"He never created a finished product. Finished products are for decadent minds. His was an evolving mechanism..."
Isaac Asimov, 1964
Related to the over-hyped start-up concept of the Minimum Viable Product (MVP), on which more later, but also related to the Japanese manufacturing concept of kaizen, or continuous improvement, which in turn draws on martial art philosophies (or the power of practice).
Your tech product isn't finished, and isn't going to be. Ever. You might stop developing it and people might carry on using it, and preferably paying for it; but it's not finished. There will always be some improvement, however slight, that can be made to some aspect of it.

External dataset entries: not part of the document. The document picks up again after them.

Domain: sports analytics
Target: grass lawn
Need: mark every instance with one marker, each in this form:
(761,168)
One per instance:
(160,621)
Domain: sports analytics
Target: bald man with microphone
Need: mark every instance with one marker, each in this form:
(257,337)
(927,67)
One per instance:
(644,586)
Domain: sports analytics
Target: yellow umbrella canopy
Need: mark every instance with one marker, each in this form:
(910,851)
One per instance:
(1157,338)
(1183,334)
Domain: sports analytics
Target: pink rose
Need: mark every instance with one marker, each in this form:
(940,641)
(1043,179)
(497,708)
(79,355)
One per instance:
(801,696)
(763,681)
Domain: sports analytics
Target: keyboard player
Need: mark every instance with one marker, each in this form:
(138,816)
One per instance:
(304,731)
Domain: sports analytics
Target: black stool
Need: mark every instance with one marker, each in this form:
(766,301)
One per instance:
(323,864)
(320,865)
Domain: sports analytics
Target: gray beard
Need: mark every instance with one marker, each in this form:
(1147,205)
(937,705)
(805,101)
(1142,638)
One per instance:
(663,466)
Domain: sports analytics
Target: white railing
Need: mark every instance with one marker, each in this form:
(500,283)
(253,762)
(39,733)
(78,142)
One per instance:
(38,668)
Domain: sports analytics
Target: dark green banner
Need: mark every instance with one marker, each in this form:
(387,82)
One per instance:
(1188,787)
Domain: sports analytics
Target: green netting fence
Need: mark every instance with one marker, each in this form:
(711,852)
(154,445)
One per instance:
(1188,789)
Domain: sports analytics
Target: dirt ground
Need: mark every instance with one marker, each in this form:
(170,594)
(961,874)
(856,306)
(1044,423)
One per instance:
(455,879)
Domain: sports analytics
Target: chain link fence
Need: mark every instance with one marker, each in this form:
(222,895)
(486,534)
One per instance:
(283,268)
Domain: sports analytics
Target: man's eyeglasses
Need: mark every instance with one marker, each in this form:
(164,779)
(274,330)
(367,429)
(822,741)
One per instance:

But more importantly you won't really start to understand what your product does and can do until you make it. Great that you came up with an idea, tweaked it around a bit before realising it. But until you actually have it in front of you, there will be features, UI elements, loads of better stuff to do with it that you couldn't imagine before; and that's nothing to what happens when you put it in front of someone else.
Another lesson to draw is that those changes should be evolutionary as much as possible, at least from the end user perspective. So it's great that you can get a 10% improvement in UI responsiveness by redeveloping the entire back end - but make that change without disrupting the end user. Thought of 6 great ways you could improve the UI? Make them one at a time. Because each is like a product in its own right; seeing the change in use opens up a whole set of possibilities about how the product could be improved.
So make your product work and then improve it; don't be a decadent mind.